I just saw the closing performance of the play, August, Osage County, a Cadence Theatre production at the Little Theatre here in Richmond. In it, the character played by the incomparable Melissa Johnston (in an inspired performance) describes divorce as "an embarrassing public admission of failure." The line shot through my heart like a poisoned arrow.
I'm getting a divorce.
It is not my idea, not my wishes, not the future I had in mind. It is an embarrassing admission of failure I hereby make public. Why? Because I need my friends. This has been a rough three months.
They say trouble comes in threes. Mine started with the deer. Somewhere on Route 5, on my way home from a rehearsal, a deer leaped in front of my car. I braked, but it was impossible not to hit it, and upon impact, it flew. I mean, FLEW. Twirled and disappeared in the darkness. It was a surreal moment, and nothing could have prepared me for the suddenness of it, or how quickly it was over. I drove on because I could. It was 10:30 at night, the deer was undoubtedly dead, and I was in the middle of nowhere.
Then came the robbery. I was attacked, tied up, and robbed at gunpoint by two masked men on December 21st. Obviously, I survived, but the event is still taking its toll. I'm afraid to sleep alone (even though my current circumstances offer me no choice), and I take sleeping pills to stave off nightmares. I can function fairly well thanks to medication and talk therapy. But the two gunmen are still at large. The police have exhausted their limited resources, and now ignore my phone calls.
Ten days later, on January 1, I asked The Mister what the New Year held for him. He said he wanted his "freedom."
The rest is a lot of sad, broken stories of sad, broken circumstances perpetuated by sad, broken people. But nothing is more broken than my heart. I quit a play I was looking forward to being in because I can't hold a thought in my head, much less learn lines. Heck,I'm lucky I remember to put on pants before walking outside.

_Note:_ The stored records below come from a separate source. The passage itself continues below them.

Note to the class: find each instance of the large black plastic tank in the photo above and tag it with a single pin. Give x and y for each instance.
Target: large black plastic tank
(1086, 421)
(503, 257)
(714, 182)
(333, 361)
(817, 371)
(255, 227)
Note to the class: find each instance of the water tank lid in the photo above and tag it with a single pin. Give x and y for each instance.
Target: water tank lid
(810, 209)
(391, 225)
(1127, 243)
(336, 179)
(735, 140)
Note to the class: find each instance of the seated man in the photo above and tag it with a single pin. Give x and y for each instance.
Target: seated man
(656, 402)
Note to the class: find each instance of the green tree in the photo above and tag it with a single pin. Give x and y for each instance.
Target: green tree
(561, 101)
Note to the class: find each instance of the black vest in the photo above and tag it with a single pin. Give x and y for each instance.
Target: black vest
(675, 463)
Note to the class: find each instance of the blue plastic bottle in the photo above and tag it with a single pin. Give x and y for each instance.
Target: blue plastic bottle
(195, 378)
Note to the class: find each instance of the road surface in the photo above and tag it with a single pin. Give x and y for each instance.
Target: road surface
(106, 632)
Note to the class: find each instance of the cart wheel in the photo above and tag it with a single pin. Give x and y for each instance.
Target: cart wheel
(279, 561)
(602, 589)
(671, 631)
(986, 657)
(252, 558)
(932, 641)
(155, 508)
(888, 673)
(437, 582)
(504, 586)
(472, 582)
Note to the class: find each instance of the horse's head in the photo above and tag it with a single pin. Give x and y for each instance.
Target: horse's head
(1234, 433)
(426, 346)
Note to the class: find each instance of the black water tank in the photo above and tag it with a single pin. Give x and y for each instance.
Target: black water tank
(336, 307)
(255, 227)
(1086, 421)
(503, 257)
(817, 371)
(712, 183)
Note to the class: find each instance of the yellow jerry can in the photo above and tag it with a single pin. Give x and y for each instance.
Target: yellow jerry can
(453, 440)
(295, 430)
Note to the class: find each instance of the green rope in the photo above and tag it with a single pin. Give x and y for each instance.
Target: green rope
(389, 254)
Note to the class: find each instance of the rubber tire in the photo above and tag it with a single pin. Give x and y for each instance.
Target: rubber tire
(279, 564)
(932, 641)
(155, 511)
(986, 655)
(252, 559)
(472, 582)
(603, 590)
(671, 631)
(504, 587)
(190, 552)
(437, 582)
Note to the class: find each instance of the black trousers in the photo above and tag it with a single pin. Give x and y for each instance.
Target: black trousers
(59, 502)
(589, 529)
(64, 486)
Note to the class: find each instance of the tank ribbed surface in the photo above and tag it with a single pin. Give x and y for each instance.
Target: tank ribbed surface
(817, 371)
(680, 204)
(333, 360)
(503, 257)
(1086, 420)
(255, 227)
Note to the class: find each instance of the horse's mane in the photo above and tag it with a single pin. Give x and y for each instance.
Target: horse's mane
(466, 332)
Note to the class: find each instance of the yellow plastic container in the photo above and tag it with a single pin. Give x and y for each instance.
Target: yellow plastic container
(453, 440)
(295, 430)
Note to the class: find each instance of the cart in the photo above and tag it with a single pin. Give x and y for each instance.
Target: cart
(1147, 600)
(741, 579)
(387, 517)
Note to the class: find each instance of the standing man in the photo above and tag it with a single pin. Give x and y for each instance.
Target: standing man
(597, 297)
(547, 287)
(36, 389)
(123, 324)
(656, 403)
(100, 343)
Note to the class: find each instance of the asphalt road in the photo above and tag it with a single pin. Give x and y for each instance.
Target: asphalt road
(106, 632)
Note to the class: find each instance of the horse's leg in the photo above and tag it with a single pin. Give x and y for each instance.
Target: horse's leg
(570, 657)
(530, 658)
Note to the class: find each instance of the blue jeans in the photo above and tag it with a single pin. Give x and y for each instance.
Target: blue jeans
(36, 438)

So I'm asking for help in a public forum, pitiful as that is. Until now, I've told only a few loving, trusted friends (you know who you are) and my family. I thought I'd be stronger by now. I thought I'd be getting used to the idea of leaving my home. I thought I'd be able to manage my grief, disappointment, anger, and yes, embarrassment. But I haven't.
Please send me an email, take me horseback riding, tell me you like my new hair color (which is appropriately and naturally white now). Please tell me your wagon has joined the circle. It's the only way I'm going to get through the next three months, in which ten years of marriage will be reduced to figures, and parsed as if love was a season, and never meant to last..

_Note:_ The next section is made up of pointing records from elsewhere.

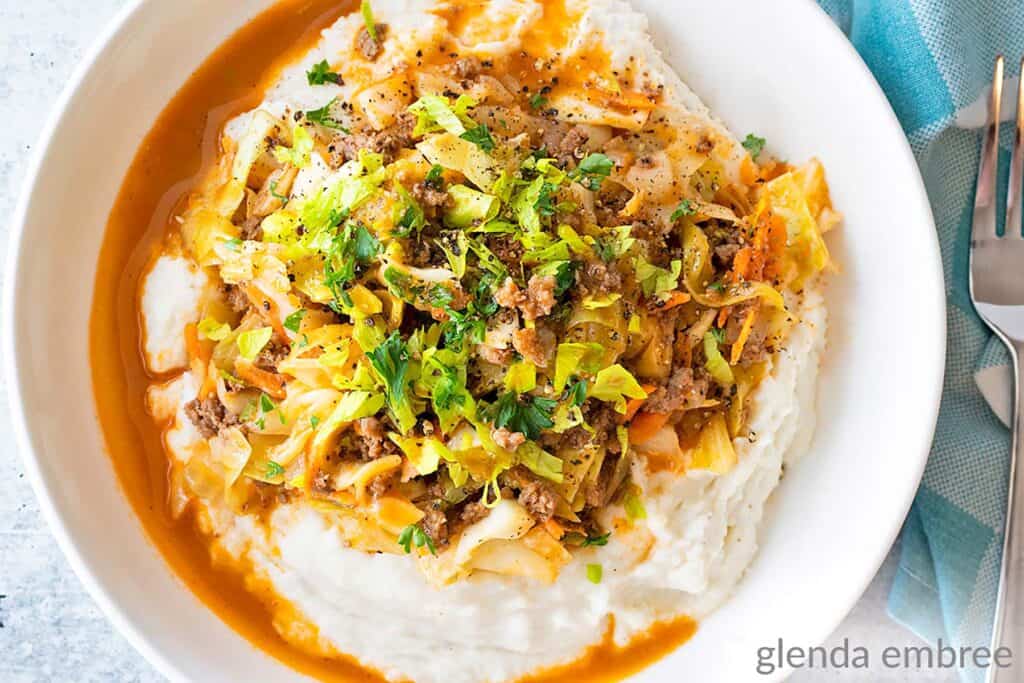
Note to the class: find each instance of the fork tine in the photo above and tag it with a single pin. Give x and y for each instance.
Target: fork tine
(984, 202)
(1013, 228)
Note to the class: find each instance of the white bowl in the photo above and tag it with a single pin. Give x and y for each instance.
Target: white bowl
(835, 515)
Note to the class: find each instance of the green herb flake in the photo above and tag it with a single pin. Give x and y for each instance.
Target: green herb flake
(435, 178)
(685, 208)
(528, 415)
(480, 136)
(321, 74)
(294, 319)
(576, 392)
(754, 144)
(324, 118)
(415, 536)
(368, 19)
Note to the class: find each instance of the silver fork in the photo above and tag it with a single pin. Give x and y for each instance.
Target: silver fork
(997, 294)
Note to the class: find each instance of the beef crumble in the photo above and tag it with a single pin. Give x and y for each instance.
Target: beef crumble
(210, 416)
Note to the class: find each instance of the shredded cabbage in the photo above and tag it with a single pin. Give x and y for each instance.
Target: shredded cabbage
(252, 342)
(298, 154)
(614, 384)
(470, 207)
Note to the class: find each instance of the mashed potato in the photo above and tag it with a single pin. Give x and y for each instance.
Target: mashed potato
(683, 534)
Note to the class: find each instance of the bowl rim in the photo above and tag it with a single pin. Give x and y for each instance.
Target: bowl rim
(11, 372)
(26, 442)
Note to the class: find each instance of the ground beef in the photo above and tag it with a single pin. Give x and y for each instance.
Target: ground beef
(367, 46)
(509, 295)
(536, 344)
(434, 523)
(236, 298)
(569, 150)
(374, 443)
(540, 297)
(387, 142)
(508, 250)
(210, 416)
(539, 499)
(597, 279)
(322, 482)
(684, 390)
(508, 439)
(431, 199)
(252, 228)
(497, 356)
(468, 67)
(275, 351)
(602, 419)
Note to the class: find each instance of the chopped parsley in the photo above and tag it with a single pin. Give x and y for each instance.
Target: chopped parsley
(321, 74)
(354, 245)
(324, 118)
(564, 276)
(480, 136)
(415, 536)
(754, 144)
(685, 208)
(273, 193)
(528, 415)
(368, 19)
(592, 171)
(294, 319)
(390, 360)
(434, 178)
(410, 215)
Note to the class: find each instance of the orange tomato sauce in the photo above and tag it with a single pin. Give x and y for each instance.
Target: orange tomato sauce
(181, 145)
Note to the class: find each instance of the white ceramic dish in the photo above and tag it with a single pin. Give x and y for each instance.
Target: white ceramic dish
(832, 520)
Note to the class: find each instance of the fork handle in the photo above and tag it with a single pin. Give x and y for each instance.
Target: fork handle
(1008, 629)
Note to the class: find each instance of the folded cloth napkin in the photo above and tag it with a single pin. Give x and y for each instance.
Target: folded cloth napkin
(934, 60)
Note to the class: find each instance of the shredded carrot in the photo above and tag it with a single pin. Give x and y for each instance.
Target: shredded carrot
(199, 359)
(633, 404)
(744, 333)
(271, 384)
(676, 298)
(645, 425)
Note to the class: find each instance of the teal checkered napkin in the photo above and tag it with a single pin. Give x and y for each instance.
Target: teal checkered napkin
(934, 60)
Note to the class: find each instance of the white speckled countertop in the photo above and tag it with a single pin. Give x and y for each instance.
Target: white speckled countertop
(50, 630)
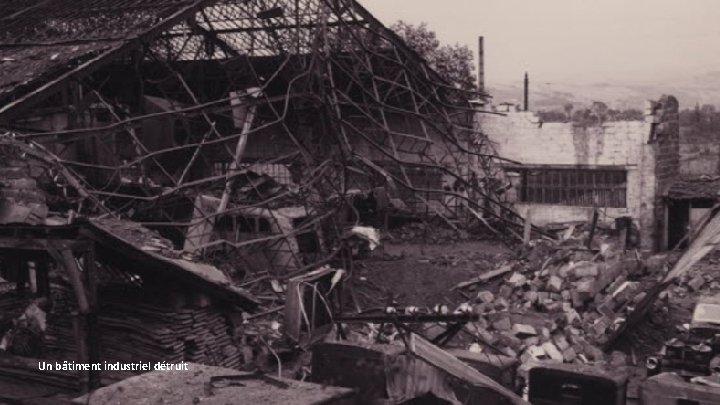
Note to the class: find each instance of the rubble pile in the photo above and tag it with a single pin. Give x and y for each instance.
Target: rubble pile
(561, 301)
(21, 201)
(702, 278)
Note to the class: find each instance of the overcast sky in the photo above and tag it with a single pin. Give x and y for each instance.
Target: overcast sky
(578, 41)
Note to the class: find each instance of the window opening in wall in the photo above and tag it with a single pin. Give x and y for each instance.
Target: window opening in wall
(575, 187)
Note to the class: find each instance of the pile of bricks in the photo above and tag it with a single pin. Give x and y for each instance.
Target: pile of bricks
(561, 301)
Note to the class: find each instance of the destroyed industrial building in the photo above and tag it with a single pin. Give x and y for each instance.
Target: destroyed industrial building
(196, 182)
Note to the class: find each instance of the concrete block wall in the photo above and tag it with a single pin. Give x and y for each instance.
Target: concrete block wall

I probably wouldn't be writing this were it not for seeing that performance of August, Osage County. I heard lines that sounded as if the playwright had eavesdropped on my life. Maybe that's why it won the Pulitzer Prize: because it speaks so searingly of the human condition, and reminds us that disappointment, betrayal, and heartbreak, unless you learn from it, is just pain.
See you in the circle. If you wave, I'll wave back.